Cela dure longtemps, cette recherche dans la voix, dans le corps tout entier, pour se déposséder de ce que sont les vrais Nicole et Christian. Ils iront jusqu’à se demander si le thé servi devra être tiède ou bouillant pour que toutes les intentions y soient. De temps en temps pourtant ils n’en peuvent plus de cette tension entre deux mondes ; alors ils éclatent de rire ou lâchent quelques jurons. La vie a ses faiblesses touchantes.
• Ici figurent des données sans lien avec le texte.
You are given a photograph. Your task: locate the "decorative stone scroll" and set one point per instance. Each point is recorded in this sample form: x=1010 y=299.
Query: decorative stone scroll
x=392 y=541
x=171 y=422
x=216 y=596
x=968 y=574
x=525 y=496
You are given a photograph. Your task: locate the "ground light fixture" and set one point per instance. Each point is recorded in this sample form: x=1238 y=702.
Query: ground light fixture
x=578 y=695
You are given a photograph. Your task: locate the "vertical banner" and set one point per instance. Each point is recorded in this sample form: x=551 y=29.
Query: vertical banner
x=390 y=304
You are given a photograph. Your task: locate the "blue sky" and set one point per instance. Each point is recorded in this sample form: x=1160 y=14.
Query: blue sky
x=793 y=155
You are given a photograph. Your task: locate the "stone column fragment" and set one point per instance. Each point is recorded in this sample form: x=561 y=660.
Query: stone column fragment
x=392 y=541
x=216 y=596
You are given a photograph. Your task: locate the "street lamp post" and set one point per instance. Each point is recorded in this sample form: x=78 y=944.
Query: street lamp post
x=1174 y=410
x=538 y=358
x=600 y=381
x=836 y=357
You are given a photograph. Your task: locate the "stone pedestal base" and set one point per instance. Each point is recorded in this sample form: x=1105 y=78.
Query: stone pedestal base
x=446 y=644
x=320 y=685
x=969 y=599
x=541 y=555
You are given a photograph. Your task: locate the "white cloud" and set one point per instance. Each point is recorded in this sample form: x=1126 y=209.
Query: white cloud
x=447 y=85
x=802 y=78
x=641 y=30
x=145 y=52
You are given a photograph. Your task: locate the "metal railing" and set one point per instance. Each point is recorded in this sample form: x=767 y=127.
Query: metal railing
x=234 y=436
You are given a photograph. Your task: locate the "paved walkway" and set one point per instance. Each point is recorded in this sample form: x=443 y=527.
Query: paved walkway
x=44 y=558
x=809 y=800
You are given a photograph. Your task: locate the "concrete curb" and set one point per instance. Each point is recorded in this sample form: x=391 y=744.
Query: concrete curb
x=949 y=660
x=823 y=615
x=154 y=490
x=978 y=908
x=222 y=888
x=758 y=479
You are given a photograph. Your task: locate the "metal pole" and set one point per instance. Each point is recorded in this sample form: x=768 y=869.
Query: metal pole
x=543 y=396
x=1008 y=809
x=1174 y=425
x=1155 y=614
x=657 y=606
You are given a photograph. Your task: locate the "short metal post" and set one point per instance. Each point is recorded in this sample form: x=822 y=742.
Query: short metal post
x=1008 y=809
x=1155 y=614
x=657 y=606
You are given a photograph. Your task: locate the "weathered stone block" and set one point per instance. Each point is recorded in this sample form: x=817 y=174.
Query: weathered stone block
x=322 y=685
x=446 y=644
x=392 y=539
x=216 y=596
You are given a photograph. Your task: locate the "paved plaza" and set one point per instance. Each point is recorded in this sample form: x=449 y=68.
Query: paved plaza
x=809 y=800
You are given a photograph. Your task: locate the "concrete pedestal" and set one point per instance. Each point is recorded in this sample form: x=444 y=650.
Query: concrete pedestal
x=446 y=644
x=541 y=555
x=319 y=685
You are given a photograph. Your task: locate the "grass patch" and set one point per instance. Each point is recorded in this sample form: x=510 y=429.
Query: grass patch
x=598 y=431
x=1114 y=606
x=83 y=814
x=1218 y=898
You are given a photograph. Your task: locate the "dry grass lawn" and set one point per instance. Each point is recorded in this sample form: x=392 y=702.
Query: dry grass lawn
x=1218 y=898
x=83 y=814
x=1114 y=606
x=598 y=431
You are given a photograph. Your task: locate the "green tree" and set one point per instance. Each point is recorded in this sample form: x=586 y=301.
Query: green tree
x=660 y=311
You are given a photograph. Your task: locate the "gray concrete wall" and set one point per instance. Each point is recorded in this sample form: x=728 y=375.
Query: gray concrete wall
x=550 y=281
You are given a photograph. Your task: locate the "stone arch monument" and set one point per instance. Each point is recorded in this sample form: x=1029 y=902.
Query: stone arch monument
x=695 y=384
Enchaînement : Ce soir, on improvise. Christian Crahay devient le metteur en scène, devient Pirandello en personne, et Nicole, l’une de ses comédiennes ainsi qu’Alix, tout à l’heure doublure de JC Berutti, se liguent contre sa tyrannie. Des comédiennes jouent des comédiennes qui ne sont que des personnages.N’oublie pas le public, Nicole, s’exclame le chef de troupe Berutti. Christian, dans son rôle, jubile, tape du pied, enrage et est pourtant déjà vaincu face à ces comédiennes en révolte qui veulent le chasser. A la répétition, on improvise aussi mais pour bannir l’improvisation. Tout sera noté, retenu pour la mise en scène. Le spectacle aura lieu dans la gloire de ses artifices, dans un vrai théâtre à l’italienne, loin du petit château au milieu des vignes. Le public alors comprendra que le théâtre se joue de tout.
Moi Pirandello est une production de la compagnie Jean-Claude Berutti, en collaboration avec le théâtre de Roanne et le Public à Bruxelles.